POLYFLOW - How to recover the Trouton ratio of 3?
How to model strain hardening with a generalised Newtonian (non-Newtonian inelastic) fluid model?

From the analytical point of view, when one uses tensorial form for the constitutive equation of a Newtonian fluid, one actually obtains the uniaxial elongational viscosity as predicted by Trouton (i.e. thrice the zero shear viscosity). A quick calculation in POLYFLOW for a simple uniaxial elongational flow may show that. So, this is an intrinsic property of the model. However, this Trouton ratio of 3 holds only for a simple uniaxial elongational flow of a Newtonian fluid; it can be modelled as an axisymmetric flow; the result differs in a planar flow.

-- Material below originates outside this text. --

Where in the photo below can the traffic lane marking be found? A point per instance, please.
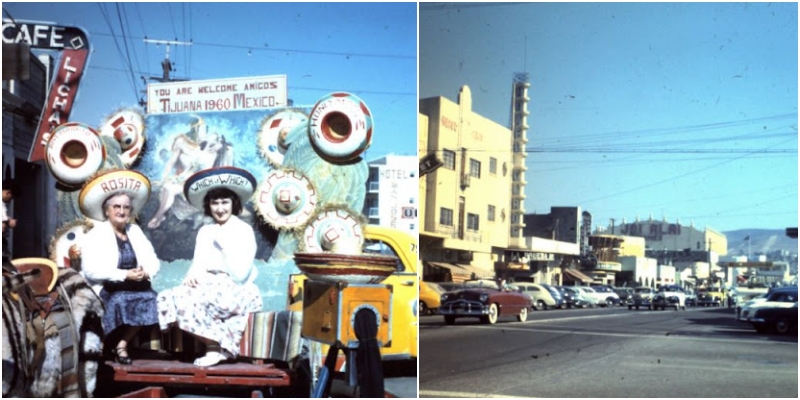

It is possible to define a generalised Newtonian flow where the Trouton ratio differs from 3 and increases with the strain rate, i.e. with an increasing viscosity. For this, a UDF is defined on the viscosity, as visc = visc0 * (1 + 0.1 III^2). An even function is used, for making sure that the viscosity remains positive. Other laws are suggested in an example.

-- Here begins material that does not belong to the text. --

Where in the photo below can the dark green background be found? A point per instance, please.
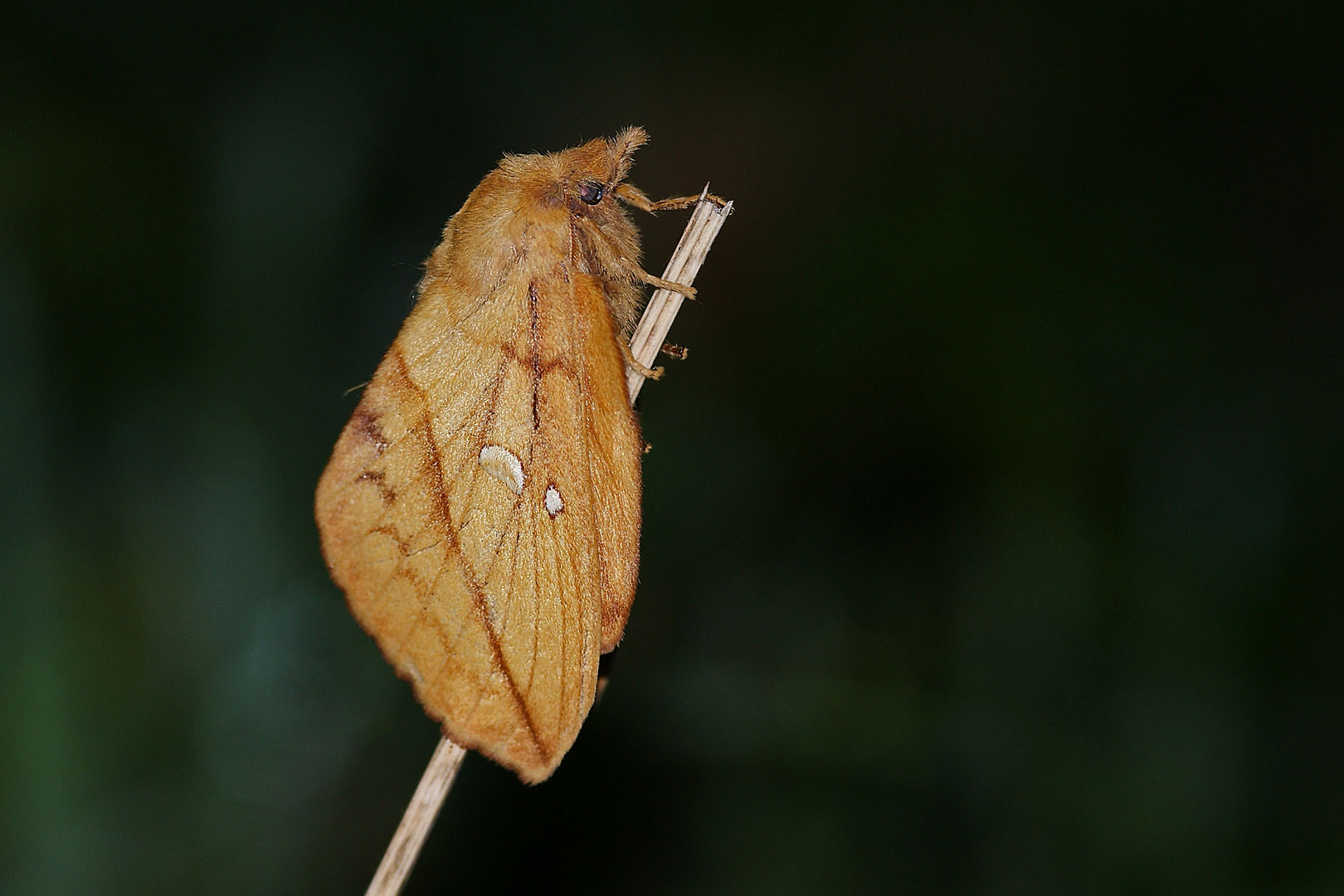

Finally, it is worth mentionning that the strain hardening viscosity defined on the basis of the third invariant produces an effect only for 2D axisymmetric and 3D flows. Indeed, the third invariant is the determinant of the rate-of-deformation tensor, and it vanishes when the flow has no 3D character. Consequently, for 2D planar flows, no specific effect should be expected. This can be understood when one considers that a Newtonian fluid is unable to discriminate between the shear and planar extension.